High clarity SOP = Highest Consistent Food Product

Standard Operating Procedures (SOPs) are procedure level practices for key day to day functions and activities and provide the foundation for effective food safety and quality programs.SOPs and SSOPs are required as part of prerequisite programs in Hazard Analysis Critical Control Point regulations.  They help to identify the control points, as well as their limits, to control and validate the process.


SOPs should be:

  • Simple– concise, easy to understand, and easy to followso that someone with limited experience with or knowledge of the procedure, but with a basic understanding, can successfully reproduce the procedure when unsupervised
  • Detailed– step-by-step instructions so anyone can perform the task
  • Sustainable– should represent how sustainable practices are embedded in day to day operations
  • Scalable– should have room for improvement or changes; it needs to be periodically reviewed to ensure they are accurate and up-to-date, reflecting any product or process changes.

How to create an SOP?

  • Firstly, determine what procedures and processes need to be documented.
  • Identify the individuals, the subject matter experts who actually perform the work or use the process, to write down these SOPs. A team approach can be followed, especially for multi tasked processes where the experiences of a number of individuals are critical.
  • The experience requirement for performing an activity should be noted in the section on personnel qualifications.
  • Any checklists or forms included as part of an activity should be referenced at the points in the procedure where they are to be used and then attached to the SOP.
  • SOPs should be reviewed (that is, validated) by one or more individuals with appropriate training and experience with the process.

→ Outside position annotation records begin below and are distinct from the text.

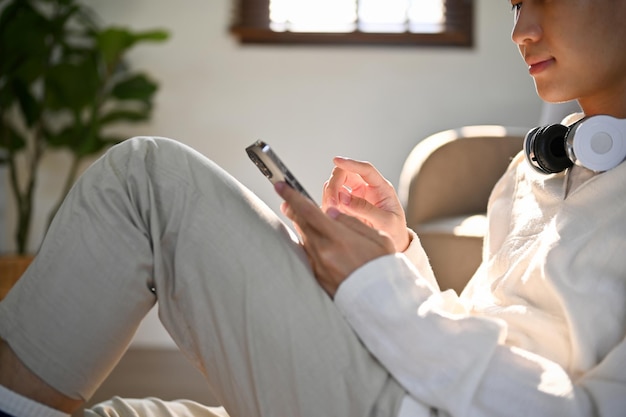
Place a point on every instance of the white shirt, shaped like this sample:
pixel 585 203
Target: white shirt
pixel 539 330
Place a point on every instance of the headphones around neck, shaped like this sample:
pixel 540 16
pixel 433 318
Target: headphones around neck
pixel 599 145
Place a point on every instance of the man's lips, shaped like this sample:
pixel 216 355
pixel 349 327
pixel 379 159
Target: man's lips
pixel 536 66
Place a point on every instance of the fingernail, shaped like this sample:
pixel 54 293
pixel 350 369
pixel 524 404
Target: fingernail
pixel 345 198
pixel 332 212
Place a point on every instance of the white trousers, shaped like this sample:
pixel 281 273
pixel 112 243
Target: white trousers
pixel 154 220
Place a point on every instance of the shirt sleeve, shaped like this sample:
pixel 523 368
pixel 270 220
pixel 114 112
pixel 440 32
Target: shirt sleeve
pixel 458 363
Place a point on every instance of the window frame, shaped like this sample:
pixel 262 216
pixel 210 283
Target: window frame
pixel 252 26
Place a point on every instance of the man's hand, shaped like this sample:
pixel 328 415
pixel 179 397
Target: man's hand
pixel 336 244
pixel 358 189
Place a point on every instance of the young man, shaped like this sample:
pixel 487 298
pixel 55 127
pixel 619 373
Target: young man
pixel 538 331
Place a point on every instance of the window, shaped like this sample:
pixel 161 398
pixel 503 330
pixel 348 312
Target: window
pixel 399 22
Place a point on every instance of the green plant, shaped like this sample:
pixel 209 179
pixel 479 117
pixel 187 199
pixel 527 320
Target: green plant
pixel 64 83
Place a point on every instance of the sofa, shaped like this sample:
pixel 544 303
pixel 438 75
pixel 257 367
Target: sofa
pixel 444 186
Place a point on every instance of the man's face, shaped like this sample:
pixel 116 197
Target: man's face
pixel 575 49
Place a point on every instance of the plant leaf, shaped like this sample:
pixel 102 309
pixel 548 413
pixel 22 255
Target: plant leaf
pixel 125 116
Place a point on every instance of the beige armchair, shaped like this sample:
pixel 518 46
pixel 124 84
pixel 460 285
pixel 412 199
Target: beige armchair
pixel 444 187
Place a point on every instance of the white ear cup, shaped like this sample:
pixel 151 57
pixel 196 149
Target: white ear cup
pixel 599 144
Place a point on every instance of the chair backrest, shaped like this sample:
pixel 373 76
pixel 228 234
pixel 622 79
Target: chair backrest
pixel 452 173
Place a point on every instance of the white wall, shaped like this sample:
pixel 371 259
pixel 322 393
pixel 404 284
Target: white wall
pixel 311 103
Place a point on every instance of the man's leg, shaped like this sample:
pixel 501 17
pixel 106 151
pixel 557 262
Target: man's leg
pixel 153 219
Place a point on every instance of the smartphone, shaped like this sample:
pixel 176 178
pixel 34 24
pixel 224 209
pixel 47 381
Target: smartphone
pixel 272 167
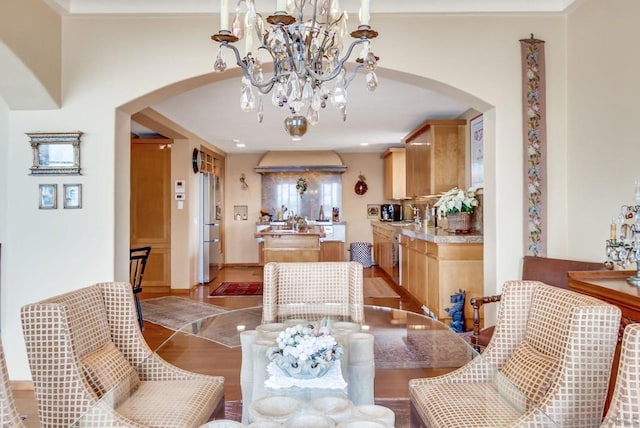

It is especially helpful if draft SOPs are actually tested by individuals other than the original writer before the SOPs are finalized.
  • The finalized SOPs should be approved as described in the organization’s Quality Management Plan or its own SOP for preparation of SOPs.Signature (or E-Signature) approval indicates that an SOP has been both reviewed and approved by management.
  • Each organization should develop a numbering system to systematically identify and label their SOPs, and the document control should be described in its Quality Management Plan.
  • The organization should maintain a master list of all SOPs. The QA Manager (or designee) is generally the individual responsible for maintaining a file listing all current quality-related SOPs used within the organization.
  • It should also designate where, and how, outdated versions are to be maintained or archived in a manner to prevent their continued use, as well as to be available for historical data review.